The rumor mill is buzzing about a possible technology agreement in the works between Intel and Reasearch in Motion (RIM). As eWeek reports, Intel will agree to use RIM's battery-saving technology while RIM supports Intel's promotion of WiMax wireless broadband technology.

According to Ken Dulaney at Gartner, ""Intel and ADI [Analog Devices Inc.] jointly worked on [power management] technology that is in today's BlackBerrys. While that technology is in the ADI chip used in today's Blackberrys, Intel was waiting for the Hermone chip to incorporate it. I suspect that this is what all the fuss is about.

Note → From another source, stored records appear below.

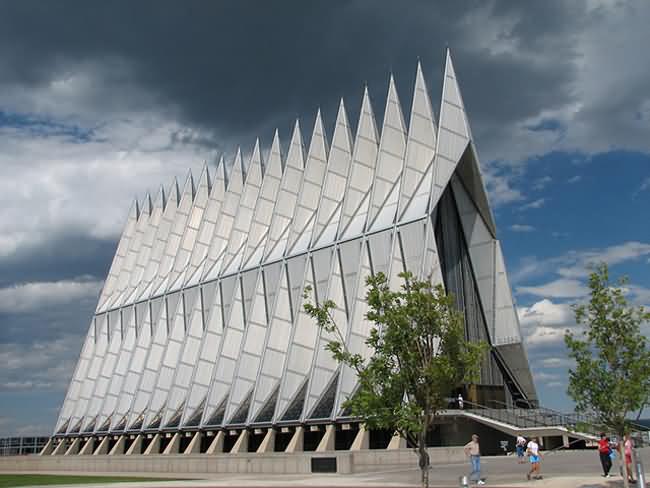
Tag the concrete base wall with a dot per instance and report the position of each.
(196, 464)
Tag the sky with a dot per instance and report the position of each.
(102, 102)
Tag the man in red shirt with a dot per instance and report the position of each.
(604, 451)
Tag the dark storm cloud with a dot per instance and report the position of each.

The technology was inspired by RIM, so I suspect that RIM may receive some type of compensation for it, but that would be difficult to find out."

However, TechNewsWorld is reporting that although the rumored deal makes sense in many ways, it just might be vapor. The article cites a report from Peter Misek and Dushan Batrovic at Canaccord Capital who wrote, "Our checks originally lead us to believe that Intel was encountering considerable difficulty in developing a battery, bandwidth and heat-efficient Centrino dual core chipset. We have heard that RIM's combined solution would improve battery life three-fold and significantly reduce the Centrino's bandwidth and heat generation."

"We believe this partnership would make sense for Intel, additionally because the company is expected to be looking beyond laptops and PCs towards the cell phone, which represents an 800 million-unit per year opportunity," they added.

According to Ellen Daley at Forrester, the deal makes sense for RIM too. "This agreement is built around RIM using Intel chips because of their really good battery-saving capabilities. Then Intel and RIM working together to help promote wireless and Intel borrowing some of RIM's really efficient spectrum signal coding."

However, Daley squashes any idea of a WiMax-enabled Blackberry. "If you're a mobile professional, the implications of an Intel-RIM deal would be a pretty long ways off. RIM's hardware is a mobile device; you use it on the move. Where WiMax is maturing as an industry is in fixed WiMax. That's where the deployments are being rolled out," she said.

"It's really mobile WiMax -- 802.16e -- which won't be available until 2007 that will truly have an impact on devices that are mobile," Daley maintained.